- Title card
- Directed by: R. Selvaraj
- Written by: R. Selvaraj
- Produced by: M. Balasubramanian
- Starring: Karthik Rajyalakshmi
- Cinematography: Dinesh Baboo
- Edited by: R. Bhaskran
- Music by: Ilaiyaraaja
- Production company: Karur B. S. Films
- Release date: 14 April 1983;
- Country: India
- Language: Tamil

= Bhagavathipuram Railway Gate =

Bhagavathipuram Railway Gate is a 1983 Indian Tamil-language film written and directed by R. Selvaraj. The film stars Karthik and Rajyalakshmi.

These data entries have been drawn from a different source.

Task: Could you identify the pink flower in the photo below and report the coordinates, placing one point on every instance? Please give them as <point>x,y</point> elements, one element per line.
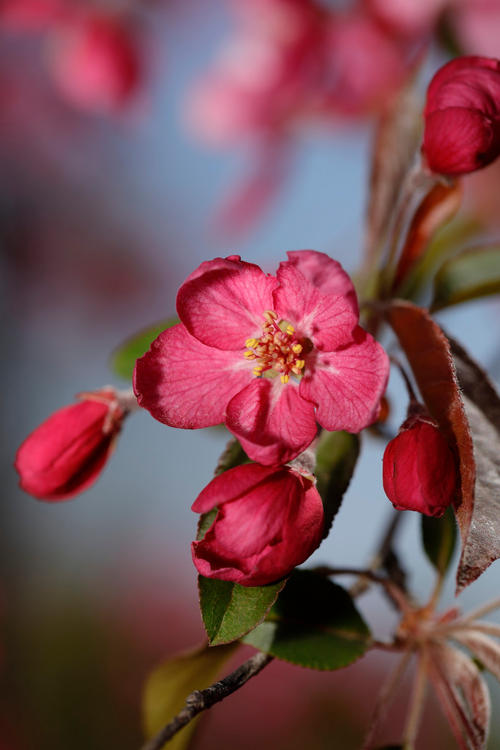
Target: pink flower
<point>94,62</point>
<point>268,356</point>
<point>268,521</point>
<point>67,452</point>
<point>419,467</point>
<point>462,116</point>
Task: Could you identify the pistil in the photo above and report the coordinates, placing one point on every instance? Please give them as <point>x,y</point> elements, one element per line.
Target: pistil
<point>277,351</point>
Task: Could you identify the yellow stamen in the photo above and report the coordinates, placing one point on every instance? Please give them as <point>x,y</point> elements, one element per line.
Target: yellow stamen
<point>270,315</point>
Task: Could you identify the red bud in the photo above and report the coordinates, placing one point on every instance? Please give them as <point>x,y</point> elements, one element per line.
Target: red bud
<point>67,452</point>
<point>419,468</point>
<point>462,116</point>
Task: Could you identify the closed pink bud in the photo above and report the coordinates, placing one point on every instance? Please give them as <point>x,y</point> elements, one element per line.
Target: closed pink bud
<point>462,116</point>
<point>67,452</point>
<point>419,467</point>
<point>268,521</point>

It was released on 14 April 1983.

== Cast ==
- Karthik
- Rajyalakshmi
- Thiagarajan
- Vadivukkarasi
- Silk Smitha
- Kamala Kamesh
- Senthil

== Production ==
The song "Sevvarali Thottathula" was filmed at Vaigai Dam, Theni.

== Soundtrack ==
The music was composed by Ilaiyaraaja.

Track listing
| No. | Title | Lyrics | Singer(s) | Length |
|---|---|---|---|---|
| 1. | "Kaalai Nera Kaatre" | M. G. Vallabhan | S. P. Sailaja, Deepan Chakravarthy | 4:26 |
| 2. | "Samba Pudhu" | Gangai Amaran | S. P. Sailaja | 4:55 |
| 3. | "Sevvarali Thottathula" | Gangai Amaran | Uma Ramanan, Ilaiyaraaja | 4:28 |
| 4. | "Thendral Kaatrum" | Muthulingam | B. S. Sasirekha | 4:26 |
| Total length: |  |  |  | 18:15 |

== Reception ==
Jayamanmadhan of Kalki gave the film a mixed review, but appreciated the music.